Today we started with lunch, and then Alla took me up to the new-books display room. Before people are allowed to check out a new book, it stays in this room for two weeks on open shelves. Everybody can read the books here, but we cannot check them out. This is great advertising, because curious people habitually come in to see what’s new. Alla had been in a few days earlier and wanted me to see some beautiful new picture books about historical places of Belarus.

When we came downstairs, Alla went to pick up the books she had checked out and I went to a different librarian to get the books I’d checked out. I was surprised to see a history book I hadn’t asked for. It turns out that Alla had requested that book previously, but had gone home before the book was delivered from the closed stacks. Alla didn’t have any books checked out at that moment, so the librarian didn’t have a place to put her unclaimed book. Knowing that Alla was my wife, she found my books and put Alla’s history book with my language books.

So, there we were, reading our books. After a while Alla remembered her scarf, which she’d worn into the cafeteria but had not seen since. Oops! She rushed back to the cafeteria and breathlessly asked about her scarf. "Oh," said the administrator, "it’s safe in my office."

As Alla returned past the security guard on her way back from the cafeteria, the guy said, “See, everything is alright. You had nothing to worry about.” Alla explained that she had worried because the scarf was from Scotland and would have been difficult to replace. “Oh,” the guard replied, “your North American blood is beginning to show through.”

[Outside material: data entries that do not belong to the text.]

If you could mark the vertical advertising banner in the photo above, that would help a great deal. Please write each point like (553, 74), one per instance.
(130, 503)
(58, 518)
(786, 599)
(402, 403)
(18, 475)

Alla came back downstairs contemplating the database these guys must have, that he knew she lived in North America. I think it didn’t actually require anything so fancy. I’m pretty sure he noticed that we were married, and he surely knows that I’m an American. The minute I say a full sentence everybody seems to know that. But it’s really nice to be noticed. From the coat check room to the administration, we feel like we’re dealing with acquaintances who recognize us as individuals. It’s a great experience.